Третий Нино был хуже всех прочих, Ида его боялась. Он представал перед ней таким, каким она увидела его на носилках, в день опознания тела: с волосами и лицом, запачканными грязью, со струйкой крови, вытекающей из носа, как будто он вернулся после драки, после проведенной вне дома ночи. Веки его были опущены, он как будто не замечал ее, но в то же время из-под длинных ресниц с ненавистью смотрел на нее и, сморщив губы, говорил: «Убирайся прочь! Ты во всем виновата. Зачем меня родила?»

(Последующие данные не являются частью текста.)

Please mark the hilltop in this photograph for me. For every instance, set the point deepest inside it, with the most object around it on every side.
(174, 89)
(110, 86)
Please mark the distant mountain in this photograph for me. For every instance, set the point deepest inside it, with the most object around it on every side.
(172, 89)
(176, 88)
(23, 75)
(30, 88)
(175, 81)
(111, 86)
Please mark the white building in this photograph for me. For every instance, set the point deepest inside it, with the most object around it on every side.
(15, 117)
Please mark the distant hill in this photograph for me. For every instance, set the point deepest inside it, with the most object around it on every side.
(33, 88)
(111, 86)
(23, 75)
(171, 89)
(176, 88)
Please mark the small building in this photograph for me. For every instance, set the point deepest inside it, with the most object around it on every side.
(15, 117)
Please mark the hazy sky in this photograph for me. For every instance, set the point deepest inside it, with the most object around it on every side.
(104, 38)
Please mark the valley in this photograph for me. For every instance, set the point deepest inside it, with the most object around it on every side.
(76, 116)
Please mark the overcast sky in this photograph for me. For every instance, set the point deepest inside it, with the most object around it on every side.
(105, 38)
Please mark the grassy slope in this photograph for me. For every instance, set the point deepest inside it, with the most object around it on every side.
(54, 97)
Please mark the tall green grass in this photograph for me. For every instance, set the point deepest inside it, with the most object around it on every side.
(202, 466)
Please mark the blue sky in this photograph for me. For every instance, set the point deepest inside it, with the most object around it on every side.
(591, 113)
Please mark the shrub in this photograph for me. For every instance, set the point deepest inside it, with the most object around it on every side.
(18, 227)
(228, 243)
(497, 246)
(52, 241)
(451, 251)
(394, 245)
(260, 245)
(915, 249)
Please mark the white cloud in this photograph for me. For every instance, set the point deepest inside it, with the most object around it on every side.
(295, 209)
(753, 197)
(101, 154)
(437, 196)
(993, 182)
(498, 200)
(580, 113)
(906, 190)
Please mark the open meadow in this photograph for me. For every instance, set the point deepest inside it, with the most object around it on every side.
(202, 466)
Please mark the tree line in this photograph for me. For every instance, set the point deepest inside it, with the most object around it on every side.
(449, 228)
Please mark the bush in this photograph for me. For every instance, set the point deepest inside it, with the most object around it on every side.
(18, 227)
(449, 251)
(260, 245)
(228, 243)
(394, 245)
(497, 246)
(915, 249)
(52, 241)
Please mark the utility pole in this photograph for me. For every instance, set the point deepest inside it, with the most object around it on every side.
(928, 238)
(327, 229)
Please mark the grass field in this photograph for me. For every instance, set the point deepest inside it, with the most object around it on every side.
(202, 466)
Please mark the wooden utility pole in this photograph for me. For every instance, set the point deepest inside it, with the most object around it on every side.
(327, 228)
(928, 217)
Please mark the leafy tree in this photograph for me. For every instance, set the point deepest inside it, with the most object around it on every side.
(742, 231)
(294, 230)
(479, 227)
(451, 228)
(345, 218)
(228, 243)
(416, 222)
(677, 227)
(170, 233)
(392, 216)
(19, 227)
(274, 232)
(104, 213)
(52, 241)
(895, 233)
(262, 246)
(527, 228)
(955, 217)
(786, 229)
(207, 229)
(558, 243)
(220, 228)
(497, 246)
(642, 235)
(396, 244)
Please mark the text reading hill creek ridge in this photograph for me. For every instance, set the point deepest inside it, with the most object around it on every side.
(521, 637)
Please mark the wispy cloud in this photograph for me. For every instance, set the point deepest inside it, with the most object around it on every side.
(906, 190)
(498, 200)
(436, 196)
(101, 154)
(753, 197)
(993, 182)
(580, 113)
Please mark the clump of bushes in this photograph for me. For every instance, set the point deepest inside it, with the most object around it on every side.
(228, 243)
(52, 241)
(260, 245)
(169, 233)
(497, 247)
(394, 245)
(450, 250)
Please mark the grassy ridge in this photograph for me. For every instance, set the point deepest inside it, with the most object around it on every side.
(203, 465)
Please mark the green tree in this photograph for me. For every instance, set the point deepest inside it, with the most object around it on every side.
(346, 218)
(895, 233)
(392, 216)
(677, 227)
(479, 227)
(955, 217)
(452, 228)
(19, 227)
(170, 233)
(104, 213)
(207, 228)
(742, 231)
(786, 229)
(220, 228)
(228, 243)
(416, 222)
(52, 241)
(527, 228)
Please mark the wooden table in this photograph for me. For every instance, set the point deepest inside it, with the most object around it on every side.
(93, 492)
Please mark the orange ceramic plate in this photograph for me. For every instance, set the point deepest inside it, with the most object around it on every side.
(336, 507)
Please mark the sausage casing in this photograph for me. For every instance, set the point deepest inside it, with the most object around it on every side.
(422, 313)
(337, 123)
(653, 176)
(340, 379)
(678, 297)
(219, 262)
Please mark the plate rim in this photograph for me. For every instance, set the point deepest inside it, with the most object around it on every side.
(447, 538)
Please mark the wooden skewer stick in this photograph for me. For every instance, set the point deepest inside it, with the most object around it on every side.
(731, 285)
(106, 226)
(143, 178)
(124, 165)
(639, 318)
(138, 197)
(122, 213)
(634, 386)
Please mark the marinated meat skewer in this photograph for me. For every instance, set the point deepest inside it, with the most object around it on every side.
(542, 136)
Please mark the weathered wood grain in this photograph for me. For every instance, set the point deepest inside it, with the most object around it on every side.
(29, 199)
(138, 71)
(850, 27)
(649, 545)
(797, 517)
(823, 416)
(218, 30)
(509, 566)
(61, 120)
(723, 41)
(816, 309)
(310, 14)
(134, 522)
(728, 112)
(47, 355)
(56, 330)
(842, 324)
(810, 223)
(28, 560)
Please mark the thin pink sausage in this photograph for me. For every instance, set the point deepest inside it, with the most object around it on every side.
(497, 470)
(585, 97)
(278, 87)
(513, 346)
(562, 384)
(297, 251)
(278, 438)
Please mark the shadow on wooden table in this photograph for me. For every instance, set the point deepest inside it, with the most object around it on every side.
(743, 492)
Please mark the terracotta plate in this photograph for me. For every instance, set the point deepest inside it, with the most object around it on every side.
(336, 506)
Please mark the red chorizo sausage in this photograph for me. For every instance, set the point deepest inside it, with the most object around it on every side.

Ида знала, что этот Нино, как и другие, существовал только в ее больном мозгу. Однако она боялась его, особенно по ночам, боялась, что он появится, встанет где-нибудь за дверью или в уголке и начнет упрекать: «Зачем меня родила? Во всем виновата ты». Она пугалась, как будто была убийцей, боялась выйти в темный коридор и даже лежать в кровати с потушенным светом. Чтобы не мешать спящему Узеппе, она накинула на лампу у изголовья кровати кусок ткани, но так, чтобы свет был направлен ей в лицо. В таком положении она проводила иногда всю ночь. Это было нечто вроде допроса с пристрастием, который она сама себе неосознанно устраивала, чтобы Нино простил ее. На допросе этом, вместо того, чтобы оправдываться, она сама на себя наговаривала. Это она убила Нино. Ида перечисляла в уме одно за другим бесчисленные доказательства своего преступления, с первого вздоха новорожденного, с первого кормления грудью до последней минуты, когда она не помешала ему умереть (любым способом, может быть, прибегнув даже к услугам полиции)… Но вдруг из обвиняемой Ида превращалась в обвинительницу, упрекая Нино, называя его хулиганом и негодяем, как случалось в те времена, когда он жил еще дома. Это утешало ее на мгновение, как будто Нино при этом присутствовал и все слышал. Но тут же, вздрогнув, она вспоминала, что он больше нигде не живет.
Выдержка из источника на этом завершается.